Island

"Attention, Karuna."

The voice had said its last word, the headlamps and the roaring motors had been turned off. In the dark expectant silence the frogs and the insects kept up their mindless soliloquies, the mynah birds reiterated their good advice. “Attention, Karuna.” Will looked down at his burning bush and saw the Suchness of the world and his own being blazing away with the clear light that was also (how obviously now!) compassion—the clear light that, like everyone else, he had always chosen to be blind to, the campassion to which he had always preferred his tortures, endured or inflicted, in a bargain basement, his squalid solitudes, with the living Babs or the dying Molly in the foreground, with Joe Aldehyde in the middle distance and, in the remoter background, the great world of impersonal forces and proliferating numbers, of collective paranoias, and organized diabolism.

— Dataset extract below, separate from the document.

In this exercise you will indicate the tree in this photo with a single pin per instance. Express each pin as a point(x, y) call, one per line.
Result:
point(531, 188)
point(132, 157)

And always, everywhere, there would be the yelling or quietly authoritative hypnotists; and in the train of the ruling suggestion-givers, always and everywhere, the tribes of buffoons and hucksters, the professional liars, the purveyors of entertaining irrelevances. Conditioned from the cradle, unceasingly distracted, mesmerized systematically, their uniformed victims would go on obediently marching and counter-marching, go on, always and everywhere, killing and dying with the perfect docility of trained poodles. And yet in spite of the entirely justified refusal to take yes for an answer, the fact remained and would remain always, remain everywhere—the fact that there was this capacity even in a paranoiac for intelligence, even in a devil-worshipper for love; the fact that the ground of all being could be totally manifest in a flowering shrub, a human face; the fact that there was a light and that this light was also compassion.